Widow and Orphan stocks offer relatively low-risk stocks as an investment opportunity while providing a high rate of dividend. Usually, stocks that classify as Widow and Orphan stocks belong to large, mature and reliable companies that operate in the non-cyclical business sectors. In simpler terms, widow and orphan stocks are low volatility stocks that offer higher rates of dividend and the usual holders of this type of stock are blue-chip or large and reliable companies.
The reason most companies with stocks classified as widow and orphan stocks are large and belong to non-cyclical business sectors is that even during an economic downfall, these companies still have solid footing and aren’t affected as strongly as companies in the rest of the market.
Widow and orphan stocks may not provide the highest rate of returns, they are low but steady and cushioned by the dividend provided and their powerful or even monopoly-like position in the market. The exact opposite of the widow and orphan stock concept is an investment in growth stocks that offer a higher return while being considerably more volatile and also paying out little to no dividend to the stockholders.
The term widow and orphan stocks come from the idea that these stocks offer a haven to investors during economic turmoil, particularly fit for ‘widows and orphans’ as they are the most vulnerable groups in society who aren’t adequately suited to face an immense economic downturn.
Importance of Widow and Orphan stocks
As the mindset goes for most traditional investors and new investors to invest in companies like ITC, Reliance Industries and Tata. Why? Because these are reliable, mature and resilient stocks and even if the country sees a major economic downfall these companies won’t go down under. Widow and Orphan stocks offer:
- A sense of security to investors that a base part of their market investments is safe while facing steady although potentially slower growth.
- A high rate of dividend as compared to growth based stocks cushion the comparatively lower rate of return on their investments in these blue-chip stocks.
Widow and Orphan stocks allow investors to set up their investing base and potentially take a few bigger risks with other stocks since they know they have a haven in the condition of loss in those areas. As a simple exemplary question, when starting your investment journey, would you first invest in safer opportunities that provide stability to your portfolio or would you directly jump into highly volatile and dynamic markets like penny stocks?
Pros and Cons of Widow and Orphan stocks:
- They offer a stable and low volatility investment with a beta meaningfully less than one in most cases.
- Potential for high dividend growth rate
- Steady returns
- Ideal for safe players and new investors
- Companies with widow and orphan stocks are usually very large, reliable and mature.
- Respond better to market fluctuations and economic hurdles.

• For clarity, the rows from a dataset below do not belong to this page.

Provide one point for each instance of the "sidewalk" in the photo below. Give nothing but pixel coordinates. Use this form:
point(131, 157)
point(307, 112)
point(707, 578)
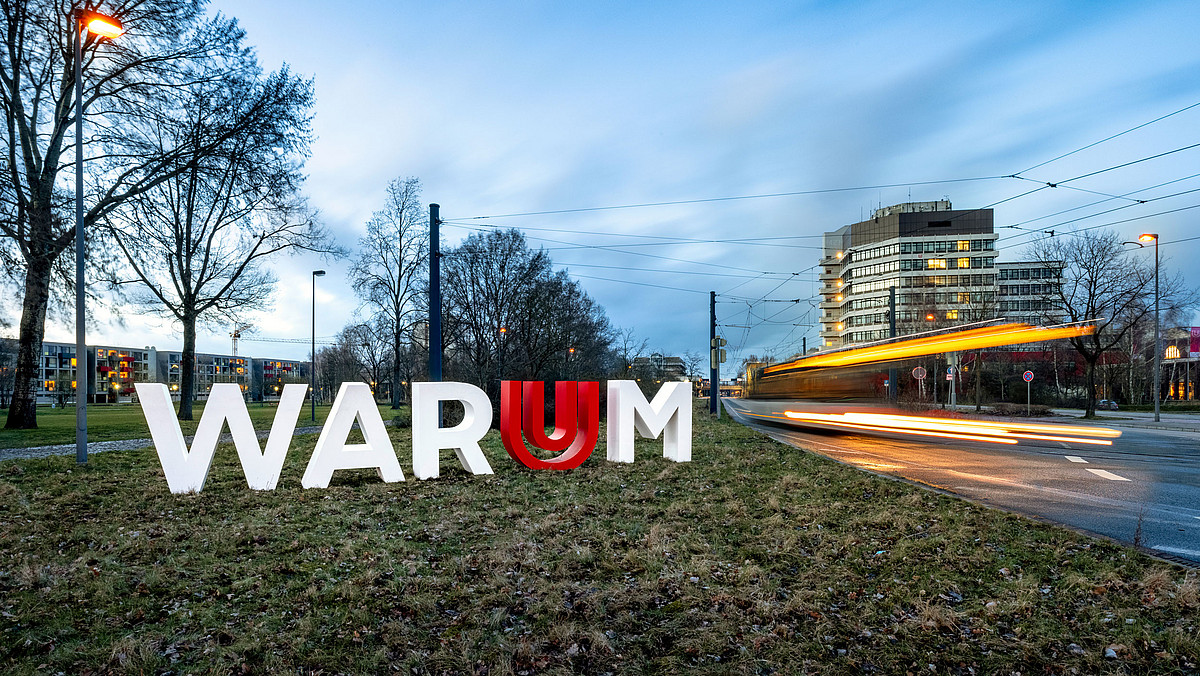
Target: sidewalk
point(125, 444)
point(1177, 422)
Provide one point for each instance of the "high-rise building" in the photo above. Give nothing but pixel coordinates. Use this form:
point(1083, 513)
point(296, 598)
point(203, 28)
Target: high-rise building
point(940, 261)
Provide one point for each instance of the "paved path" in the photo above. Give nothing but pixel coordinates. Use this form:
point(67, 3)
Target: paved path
point(126, 444)
point(1144, 489)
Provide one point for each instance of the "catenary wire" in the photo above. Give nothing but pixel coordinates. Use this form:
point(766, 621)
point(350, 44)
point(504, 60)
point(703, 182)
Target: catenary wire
point(1109, 138)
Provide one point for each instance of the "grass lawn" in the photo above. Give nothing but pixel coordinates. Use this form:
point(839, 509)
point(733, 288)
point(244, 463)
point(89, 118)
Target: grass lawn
point(125, 422)
point(753, 558)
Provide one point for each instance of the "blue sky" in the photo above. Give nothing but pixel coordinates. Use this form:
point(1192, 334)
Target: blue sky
point(546, 106)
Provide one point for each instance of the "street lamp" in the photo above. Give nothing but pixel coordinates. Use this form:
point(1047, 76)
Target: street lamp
point(111, 28)
point(1158, 345)
point(312, 371)
point(1146, 238)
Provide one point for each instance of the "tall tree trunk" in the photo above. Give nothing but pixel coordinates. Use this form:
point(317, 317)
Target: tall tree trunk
point(395, 371)
point(187, 370)
point(978, 380)
point(23, 408)
point(1090, 405)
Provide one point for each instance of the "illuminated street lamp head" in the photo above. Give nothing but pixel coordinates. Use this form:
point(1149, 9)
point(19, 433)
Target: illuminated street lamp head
point(101, 24)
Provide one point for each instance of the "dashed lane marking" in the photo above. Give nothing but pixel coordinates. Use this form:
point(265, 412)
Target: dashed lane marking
point(1189, 552)
point(1108, 474)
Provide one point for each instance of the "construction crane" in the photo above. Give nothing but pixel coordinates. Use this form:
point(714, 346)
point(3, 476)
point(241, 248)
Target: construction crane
point(237, 334)
point(305, 341)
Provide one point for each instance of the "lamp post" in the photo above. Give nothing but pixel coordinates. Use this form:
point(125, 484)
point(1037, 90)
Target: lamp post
point(103, 27)
point(1141, 239)
point(1158, 345)
point(312, 371)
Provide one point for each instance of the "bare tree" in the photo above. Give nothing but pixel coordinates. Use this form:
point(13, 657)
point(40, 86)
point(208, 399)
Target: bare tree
point(628, 347)
point(129, 93)
point(509, 315)
point(372, 347)
point(195, 243)
point(1108, 285)
point(390, 268)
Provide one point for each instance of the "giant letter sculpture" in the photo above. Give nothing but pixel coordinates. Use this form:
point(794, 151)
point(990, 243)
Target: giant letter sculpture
point(430, 437)
point(670, 414)
point(186, 471)
point(354, 401)
point(576, 423)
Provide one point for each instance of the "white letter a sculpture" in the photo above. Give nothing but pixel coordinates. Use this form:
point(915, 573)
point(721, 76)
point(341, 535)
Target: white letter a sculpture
point(186, 471)
point(353, 401)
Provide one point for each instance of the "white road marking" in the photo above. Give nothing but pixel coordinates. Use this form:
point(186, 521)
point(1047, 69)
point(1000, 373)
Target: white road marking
point(1108, 474)
point(1191, 552)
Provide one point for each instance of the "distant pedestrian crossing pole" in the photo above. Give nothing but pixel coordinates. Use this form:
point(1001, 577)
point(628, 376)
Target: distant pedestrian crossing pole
point(1029, 378)
point(717, 356)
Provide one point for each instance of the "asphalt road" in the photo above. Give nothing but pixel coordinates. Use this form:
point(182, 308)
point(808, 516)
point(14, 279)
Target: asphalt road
point(1144, 488)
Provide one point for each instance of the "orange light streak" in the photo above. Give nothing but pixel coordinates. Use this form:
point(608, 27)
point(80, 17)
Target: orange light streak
point(105, 27)
point(966, 430)
point(959, 341)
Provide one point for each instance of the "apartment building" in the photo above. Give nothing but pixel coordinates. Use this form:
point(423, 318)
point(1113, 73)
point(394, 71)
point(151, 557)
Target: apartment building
point(109, 371)
point(940, 261)
point(268, 376)
point(210, 370)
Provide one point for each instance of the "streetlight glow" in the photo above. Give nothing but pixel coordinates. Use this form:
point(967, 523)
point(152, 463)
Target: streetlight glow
point(101, 24)
point(105, 27)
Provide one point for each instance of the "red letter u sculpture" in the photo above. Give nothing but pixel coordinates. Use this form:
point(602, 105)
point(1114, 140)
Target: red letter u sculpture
point(576, 422)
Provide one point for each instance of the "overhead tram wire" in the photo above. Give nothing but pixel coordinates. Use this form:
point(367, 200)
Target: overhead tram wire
point(1051, 229)
point(1077, 231)
point(1109, 138)
point(1017, 226)
point(631, 269)
point(671, 239)
point(641, 283)
point(835, 190)
point(709, 199)
point(618, 250)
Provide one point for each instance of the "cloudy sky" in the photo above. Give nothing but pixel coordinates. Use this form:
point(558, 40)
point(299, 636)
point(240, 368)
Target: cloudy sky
point(515, 108)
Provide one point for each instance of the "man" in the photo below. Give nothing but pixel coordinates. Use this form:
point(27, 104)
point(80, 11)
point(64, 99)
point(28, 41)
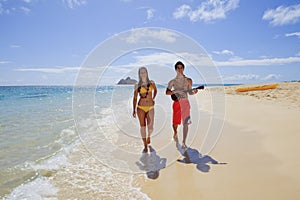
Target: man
point(180, 87)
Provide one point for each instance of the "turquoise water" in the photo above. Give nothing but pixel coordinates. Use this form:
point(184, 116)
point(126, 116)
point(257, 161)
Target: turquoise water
point(41, 153)
point(36, 123)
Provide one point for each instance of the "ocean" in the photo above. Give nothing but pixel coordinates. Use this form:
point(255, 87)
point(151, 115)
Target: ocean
point(59, 142)
point(46, 152)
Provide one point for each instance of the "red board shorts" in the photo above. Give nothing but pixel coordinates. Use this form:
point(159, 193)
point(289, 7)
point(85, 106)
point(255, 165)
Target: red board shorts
point(181, 112)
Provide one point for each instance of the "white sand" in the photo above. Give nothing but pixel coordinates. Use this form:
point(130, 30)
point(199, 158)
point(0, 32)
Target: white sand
point(259, 143)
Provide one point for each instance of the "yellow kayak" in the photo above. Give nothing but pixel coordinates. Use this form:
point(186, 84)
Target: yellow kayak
point(263, 87)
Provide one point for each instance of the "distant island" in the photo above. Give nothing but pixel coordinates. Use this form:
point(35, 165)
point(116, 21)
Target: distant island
point(127, 81)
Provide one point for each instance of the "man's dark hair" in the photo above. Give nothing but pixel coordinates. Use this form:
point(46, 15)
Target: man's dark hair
point(179, 63)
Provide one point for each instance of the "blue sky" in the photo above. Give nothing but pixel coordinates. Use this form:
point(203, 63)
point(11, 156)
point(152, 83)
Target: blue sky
point(44, 42)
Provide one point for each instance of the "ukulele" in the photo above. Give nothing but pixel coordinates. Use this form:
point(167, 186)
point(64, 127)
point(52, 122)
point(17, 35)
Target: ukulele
point(175, 97)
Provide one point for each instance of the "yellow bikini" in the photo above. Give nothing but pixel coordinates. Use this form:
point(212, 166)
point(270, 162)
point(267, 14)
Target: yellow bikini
point(144, 91)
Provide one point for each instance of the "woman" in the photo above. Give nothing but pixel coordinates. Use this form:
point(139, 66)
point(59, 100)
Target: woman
point(145, 107)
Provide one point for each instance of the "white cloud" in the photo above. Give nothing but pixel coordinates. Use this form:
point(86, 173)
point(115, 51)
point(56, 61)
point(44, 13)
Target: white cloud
point(74, 3)
point(208, 11)
point(182, 11)
point(297, 34)
point(14, 46)
point(49, 70)
point(150, 13)
point(240, 77)
point(4, 62)
point(224, 52)
point(250, 77)
point(143, 34)
point(26, 10)
point(1, 9)
point(271, 77)
point(283, 15)
point(259, 62)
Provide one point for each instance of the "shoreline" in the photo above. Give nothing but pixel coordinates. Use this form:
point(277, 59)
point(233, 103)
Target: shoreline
point(258, 143)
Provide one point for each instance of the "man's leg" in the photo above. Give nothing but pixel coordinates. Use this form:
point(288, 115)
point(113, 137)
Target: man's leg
point(175, 126)
point(185, 132)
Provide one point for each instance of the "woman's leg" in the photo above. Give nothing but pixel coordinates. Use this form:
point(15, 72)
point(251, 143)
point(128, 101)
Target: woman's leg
point(142, 115)
point(150, 123)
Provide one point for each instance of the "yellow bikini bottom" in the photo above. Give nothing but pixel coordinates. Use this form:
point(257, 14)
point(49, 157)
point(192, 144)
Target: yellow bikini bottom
point(146, 108)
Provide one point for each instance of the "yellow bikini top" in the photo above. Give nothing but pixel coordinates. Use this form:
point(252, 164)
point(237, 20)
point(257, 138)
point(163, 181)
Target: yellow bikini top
point(144, 90)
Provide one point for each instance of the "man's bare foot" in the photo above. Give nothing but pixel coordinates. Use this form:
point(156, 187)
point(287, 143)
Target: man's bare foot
point(148, 140)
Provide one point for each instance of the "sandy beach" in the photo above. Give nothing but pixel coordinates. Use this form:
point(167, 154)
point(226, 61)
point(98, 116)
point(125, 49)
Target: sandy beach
point(256, 157)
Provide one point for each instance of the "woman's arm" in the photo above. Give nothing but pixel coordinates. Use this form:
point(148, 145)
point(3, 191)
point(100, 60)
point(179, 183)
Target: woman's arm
point(135, 94)
point(155, 89)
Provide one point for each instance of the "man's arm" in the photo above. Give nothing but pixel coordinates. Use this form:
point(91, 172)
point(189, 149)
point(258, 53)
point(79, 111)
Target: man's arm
point(169, 88)
point(191, 91)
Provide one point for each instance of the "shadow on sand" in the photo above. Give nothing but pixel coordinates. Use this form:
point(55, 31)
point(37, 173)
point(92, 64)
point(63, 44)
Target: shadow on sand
point(193, 156)
point(151, 163)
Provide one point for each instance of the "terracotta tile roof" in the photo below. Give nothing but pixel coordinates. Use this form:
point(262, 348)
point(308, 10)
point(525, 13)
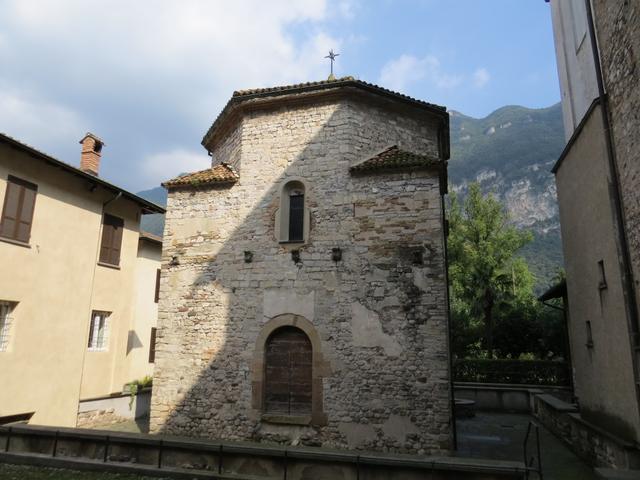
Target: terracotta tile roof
point(283, 89)
point(147, 206)
point(393, 158)
point(221, 174)
point(241, 96)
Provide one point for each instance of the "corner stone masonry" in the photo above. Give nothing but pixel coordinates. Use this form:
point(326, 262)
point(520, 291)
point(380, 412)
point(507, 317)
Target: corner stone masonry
point(376, 318)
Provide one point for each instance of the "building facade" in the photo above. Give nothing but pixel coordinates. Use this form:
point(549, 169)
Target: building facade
point(303, 293)
point(75, 285)
point(598, 179)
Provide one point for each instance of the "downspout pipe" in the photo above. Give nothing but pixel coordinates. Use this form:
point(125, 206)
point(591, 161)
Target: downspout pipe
point(627, 272)
point(93, 278)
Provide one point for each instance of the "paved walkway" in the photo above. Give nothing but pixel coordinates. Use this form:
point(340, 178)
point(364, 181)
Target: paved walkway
point(499, 436)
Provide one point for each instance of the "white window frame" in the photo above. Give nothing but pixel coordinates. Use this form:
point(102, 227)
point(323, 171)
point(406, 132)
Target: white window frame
point(6, 323)
point(99, 331)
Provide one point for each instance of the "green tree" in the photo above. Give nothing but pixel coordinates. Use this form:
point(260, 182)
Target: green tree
point(484, 271)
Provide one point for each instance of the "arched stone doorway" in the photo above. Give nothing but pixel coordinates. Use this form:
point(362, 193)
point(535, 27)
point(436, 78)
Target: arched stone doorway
point(287, 371)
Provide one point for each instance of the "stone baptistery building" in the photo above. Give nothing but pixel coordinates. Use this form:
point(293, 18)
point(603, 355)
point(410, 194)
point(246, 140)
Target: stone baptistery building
point(303, 297)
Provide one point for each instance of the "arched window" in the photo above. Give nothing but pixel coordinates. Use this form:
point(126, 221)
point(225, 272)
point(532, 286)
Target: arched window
point(288, 372)
point(293, 213)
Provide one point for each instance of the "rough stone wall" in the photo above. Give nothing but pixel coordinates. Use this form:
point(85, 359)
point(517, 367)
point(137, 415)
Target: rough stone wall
point(597, 448)
point(618, 31)
point(380, 312)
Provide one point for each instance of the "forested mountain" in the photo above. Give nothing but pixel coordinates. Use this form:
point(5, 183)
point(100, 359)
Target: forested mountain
point(511, 153)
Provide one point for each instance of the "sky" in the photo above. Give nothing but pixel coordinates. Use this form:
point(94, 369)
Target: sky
point(149, 77)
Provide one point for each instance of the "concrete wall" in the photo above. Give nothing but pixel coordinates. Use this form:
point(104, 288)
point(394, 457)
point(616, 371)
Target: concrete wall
point(604, 382)
point(380, 321)
point(618, 32)
point(188, 459)
point(56, 283)
point(574, 58)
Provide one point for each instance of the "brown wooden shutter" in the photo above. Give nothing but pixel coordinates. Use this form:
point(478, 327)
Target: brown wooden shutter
point(17, 212)
point(288, 370)
point(157, 295)
point(152, 345)
point(111, 239)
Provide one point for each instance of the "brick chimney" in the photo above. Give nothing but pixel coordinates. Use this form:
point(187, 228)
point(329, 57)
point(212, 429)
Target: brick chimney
point(91, 153)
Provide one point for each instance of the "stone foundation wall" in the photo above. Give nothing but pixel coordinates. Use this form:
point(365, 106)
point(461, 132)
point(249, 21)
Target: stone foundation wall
point(99, 418)
point(592, 444)
point(380, 313)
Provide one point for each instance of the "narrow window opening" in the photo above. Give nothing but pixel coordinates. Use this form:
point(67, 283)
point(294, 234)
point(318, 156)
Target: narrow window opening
point(589, 334)
point(296, 216)
point(602, 284)
point(6, 309)
point(156, 297)
point(152, 345)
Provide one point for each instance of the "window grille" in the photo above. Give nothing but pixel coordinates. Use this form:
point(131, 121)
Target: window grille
point(99, 332)
point(5, 325)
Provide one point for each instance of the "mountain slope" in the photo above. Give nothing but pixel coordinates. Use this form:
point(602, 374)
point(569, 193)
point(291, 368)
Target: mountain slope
point(510, 153)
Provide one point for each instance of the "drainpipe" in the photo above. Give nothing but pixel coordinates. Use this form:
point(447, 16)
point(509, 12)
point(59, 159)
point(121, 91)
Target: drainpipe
point(445, 234)
point(627, 272)
point(93, 278)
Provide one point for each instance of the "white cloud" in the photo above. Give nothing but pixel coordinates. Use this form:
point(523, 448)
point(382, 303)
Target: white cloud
point(37, 121)
point(162, 166)
point(405, 70)
point(480, 77)
point(159, 71)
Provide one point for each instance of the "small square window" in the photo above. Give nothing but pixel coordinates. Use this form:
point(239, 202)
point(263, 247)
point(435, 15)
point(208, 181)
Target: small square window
point(99, 331)
point(6, 309)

- Offer a lower rate of general returns
- Sometimes, for fairly short periods, even safe stocks from seemingly safe sectors can add to market volatility and this may lead to the widow and orphan stocks underperforming as compared to normal cyclical sector stocks.
- Widow and orphan stocks cannot protect an investor or company from certain types of risks such as lawsuits or unforeseen incidents. E.g. A plant fire or building collapse.
- Difficult to detect when corporate executives commit fraud by “cooking the books” and fraudulently achieving profit goals.